Şıvgın’ın bu tabirinden 9 gün sonra, 20 Ekim 2016’da da eski AKP milletvekili Toprak’ın tabiri alındı. Abdullah Gül ile görüşmeyi doğrulayan Toprak, görüşmenin 19 Haziran 2002’de, saat 11.30-13.00 ortası Meclis lojmanlarında gerçekleştiğini söyledi. Toprak, “Necip Beyefendi, Sayın Gül’ün yakın geçmişte, ABD’de bir Yahudi kuruluşunda isimlerini verdiği bireylerle neler görüştüğünü anlattı. Sayın Gül, hiç beklemediğimiz halde rahatsız oldu ve hiçbir şey söyleyemedi” dedi. Gül’ün, Hablemitoğlu suikastine yönelik “aktif bir çaba” sarf etmediğini de söyleyen Toprak, “Necip Bey’in katledilmesi konusunda kendisinden beklediğimiz faal bir gayretini yahut özel bir çabasını göremedim.

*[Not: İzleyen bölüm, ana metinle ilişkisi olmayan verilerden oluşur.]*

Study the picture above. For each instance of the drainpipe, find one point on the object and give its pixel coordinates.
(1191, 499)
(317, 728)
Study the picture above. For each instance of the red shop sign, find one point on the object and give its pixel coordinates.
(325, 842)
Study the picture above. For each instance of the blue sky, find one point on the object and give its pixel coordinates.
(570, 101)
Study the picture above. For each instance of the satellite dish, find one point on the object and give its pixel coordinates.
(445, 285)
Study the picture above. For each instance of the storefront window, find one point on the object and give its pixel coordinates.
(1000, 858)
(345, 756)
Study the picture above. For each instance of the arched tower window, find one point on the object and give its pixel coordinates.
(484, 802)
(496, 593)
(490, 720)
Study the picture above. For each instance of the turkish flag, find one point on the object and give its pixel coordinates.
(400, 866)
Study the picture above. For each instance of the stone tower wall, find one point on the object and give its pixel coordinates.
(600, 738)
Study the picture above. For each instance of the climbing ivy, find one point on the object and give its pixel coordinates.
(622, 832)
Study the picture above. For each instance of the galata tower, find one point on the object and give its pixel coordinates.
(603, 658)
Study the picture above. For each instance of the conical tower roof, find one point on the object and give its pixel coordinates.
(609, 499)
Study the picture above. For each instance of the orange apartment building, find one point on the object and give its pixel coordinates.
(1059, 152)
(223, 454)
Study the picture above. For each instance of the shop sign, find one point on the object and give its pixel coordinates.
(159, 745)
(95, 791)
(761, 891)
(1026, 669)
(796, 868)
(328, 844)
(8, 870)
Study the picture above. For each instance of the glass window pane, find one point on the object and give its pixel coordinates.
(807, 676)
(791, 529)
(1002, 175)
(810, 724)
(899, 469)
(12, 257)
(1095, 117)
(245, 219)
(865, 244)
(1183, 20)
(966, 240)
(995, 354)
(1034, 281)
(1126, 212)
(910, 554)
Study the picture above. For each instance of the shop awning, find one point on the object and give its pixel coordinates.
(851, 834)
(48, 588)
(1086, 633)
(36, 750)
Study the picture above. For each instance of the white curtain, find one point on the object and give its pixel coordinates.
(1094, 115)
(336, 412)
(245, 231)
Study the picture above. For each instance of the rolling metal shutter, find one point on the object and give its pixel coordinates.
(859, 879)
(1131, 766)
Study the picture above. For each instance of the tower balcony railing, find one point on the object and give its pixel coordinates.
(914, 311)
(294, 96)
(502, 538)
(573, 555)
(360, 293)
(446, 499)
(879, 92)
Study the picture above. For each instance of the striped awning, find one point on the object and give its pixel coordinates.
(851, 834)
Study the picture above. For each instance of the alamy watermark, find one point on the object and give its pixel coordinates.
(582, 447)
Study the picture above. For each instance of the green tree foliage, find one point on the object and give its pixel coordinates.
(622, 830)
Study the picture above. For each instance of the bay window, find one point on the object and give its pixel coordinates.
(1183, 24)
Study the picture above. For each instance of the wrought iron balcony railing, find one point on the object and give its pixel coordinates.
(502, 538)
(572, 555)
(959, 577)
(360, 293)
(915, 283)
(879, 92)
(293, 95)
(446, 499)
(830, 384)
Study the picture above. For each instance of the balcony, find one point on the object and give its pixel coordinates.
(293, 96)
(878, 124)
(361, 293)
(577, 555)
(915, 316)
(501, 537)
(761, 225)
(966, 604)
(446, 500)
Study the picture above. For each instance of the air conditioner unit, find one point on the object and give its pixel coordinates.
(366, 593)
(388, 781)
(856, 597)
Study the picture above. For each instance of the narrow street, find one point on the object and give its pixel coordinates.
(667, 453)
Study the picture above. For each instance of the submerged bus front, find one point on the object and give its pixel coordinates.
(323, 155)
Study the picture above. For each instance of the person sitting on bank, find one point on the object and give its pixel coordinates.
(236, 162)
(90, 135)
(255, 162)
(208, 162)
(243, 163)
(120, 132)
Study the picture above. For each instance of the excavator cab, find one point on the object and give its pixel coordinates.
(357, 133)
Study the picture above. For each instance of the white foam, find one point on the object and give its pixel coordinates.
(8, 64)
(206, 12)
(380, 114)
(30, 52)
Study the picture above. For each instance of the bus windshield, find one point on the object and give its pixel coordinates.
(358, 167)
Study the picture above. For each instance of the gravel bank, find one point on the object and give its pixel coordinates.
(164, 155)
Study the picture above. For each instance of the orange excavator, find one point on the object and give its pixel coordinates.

Bunun nedenini de anlayabilmiş değilim” sözlerini kullandı. Öte yandan, Toprak, Şıvgın’ın sözünde bahsettiği Altaylı ile müsabaka bilgisini de doğrulayarak, “Enver Altaylı ile sanırım Halil Şıvgın’ın işyerinde, giriş çıkış esnasında karşılaşmıştık” dedi.
“KARŞILAŞMAM OLMADI”
Toprak’tan bir gün sonra da Altaylı’nın sözü alındı. Lakin Altaylı, hem Toprak hem de Şıvgın’ın tabirinde bahsettiği “Hablemitoğlu ile ofiste karşılaşma” tabirlerini reddetti. Altaylı, “Bürosunda Necip Hablemitoğlu ve Ramazan Toprak ile müsabakam olmadı. Necip Hablemitoğlu ile ise hiç görüşmedik” dedi. Altaylı, Özcan ile Hablemitoğlu’nun görüşmesi için aracılık yaptığı savlarını reddederek, “Özcan’ı Hablemitoğlu ile görüştürmek üzere bir teşebbüsüm olmadı” dedi. Altaylı, ayrıyeten, Hablemitoğlu ve Özcan’ın, Şıvgın’ın ofisinde görüştüğünü öğrendiğini fakat tarihi anımsamadığını sav etti.